- Poster
- Directed by: Arjun
- Written by: Arjun Raja Subramanian
- Produced by: Arjun
- Starring: Arjun; Khushbu;
- Cinematography: Lakshmi Narayanan
- Edited by: P. Sai Suresh
- Music by: Maragadha Mani
- Production company: Sree Raam Films International
- Release date: 5 June 1992;
- Running time: 140 minutes
- Country: India
- Language: Tamil

= Sevagan =

1992 film by Arjun Sarja

Sevagan (/seɪvəɡən/ ) is a 1992 Indian Tamil-language action film written, directed and produced by Arjun in his directorial debut. The film stars him and Khushbu, with Nassar, Captain Raju and Charuhasan in supporting roles. It was released on 5 June 1992 and became a box office success.

== Plot ==

DSP Sanjay is transferred to a new city and locks horns with Sabapathy, a corrupt minister. Sabapathy is involved in liquor smuggling, procuring and illegal gambling. Sabapathy gets enraged after Sanjay destroys his business, so he kills Sanjay's wife Anjali. Sanjay's mentor Satyamoorthy, a politician, is also killed by Sabapathy. An enraged Sanjay finally kills Sabapathy and surrenders to the court. The court releases Sanjay as an act of self-defense and Sanjay returns to duty.

== Production ==
Sevagan marks the directorial debut of Arjun. As his acting career was floundering and stopped receiving offers from directors, Arjun himself decided to direct, produce and star in a film which became Sevagan.

== Soundtrack ==
The music was composed by Maragadha Mani, with lyrics written by Vairamuthu.

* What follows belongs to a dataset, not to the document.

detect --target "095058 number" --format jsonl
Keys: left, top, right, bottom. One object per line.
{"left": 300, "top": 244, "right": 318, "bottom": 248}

| Song | Singer(s) | Length |
|---|---|---|
| "Kalloori Mandabathil" | K. S. Chithra | 4:10 |
| "Nandri Solli" | S. P. Balasubrahmanyam, Chorus | 2:47 |
| "Nandri Solli Paaduven" | Mano, K. S. Chithra | 4:02 |
| "Sevagan" | S. P. Balasubrahmanyam | 3:15 |
| "Thanga Kaavalan" | Maragadha Mani, K. S. Chithra | 4:30 |

== Release and reception ==
Sevagan was released on 5 June 1992. RSP of The Indian Express gave the film a mixed review, citing "the narration lacks depth [...] Kushboo has been wasted. Captain Raju fails to impress only the first song bears Maragadha Mani's stamp" and praised the stunt sequences. The film was a success, and revitalised Arjun's career.